For our project we have decided to build a 64-bit memory for a microprocessor.  We chose a 64-bit memory is because we want to utilize VLSI, VHDL, and FPGA in the design.  We believe that a memory of this size will give us a challenge but will also enable us to utilize all three processes that we wish to use.
    The memory of a microprocessor is used to store certain values that are needed to run a program.  Therefore the memory must be able to store values given to it, as well as return values that are required for the running program.  We will implement the memory with D flip-flops.  A D flip flop stores and outputs a bit every clock cycle.  The flip-flops will be combined into a group of eight, so the microprocessor can store an eight-bit value.  An address decoder will activate a certain group of eight flip-flops, and then they will either store or output a required value for use in the microprocessor program.
    We will need an input to the memory telling it whether it is reading or writing an element that is needed by the program.  With this in mind the memory we design will need a total of thirteen inputs:  eight inputs for the value that will be stored, one input to tell the memory that it is storing an element an input to tell the memory that it needs to output a value and three inputs to tell where the value should be stored.  We will just need eight outputs for the memory, one for each of the bits.  Our block diagram is on the second page in figure 2-1.

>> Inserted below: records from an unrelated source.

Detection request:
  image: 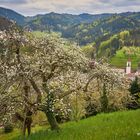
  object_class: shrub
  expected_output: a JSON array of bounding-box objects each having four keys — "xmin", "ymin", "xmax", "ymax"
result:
[{"xmin": 4, "ymin": 124, "xmax": 14, "ymax": 133}]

    The final goal of our project is to combine our memory with the designs of two other groups and create a whole microprocessor.  One group will design an ALU, while another group is designing the control registers.  When these three projects are combined we hope that we will have a operational microprocessor.

Figure 2-1

    Figure 2-1 shows the four basic inputs to the memory.  The three lines from the address decoder tell the memory which group of eight to select.  The input from the registers tell the memory what value to store, the write input tells the memory if it is outputting a value, and the read line tells the memory if it should store a value.  The output of the memory is just the eight bits that will be sent to the output when write is activated.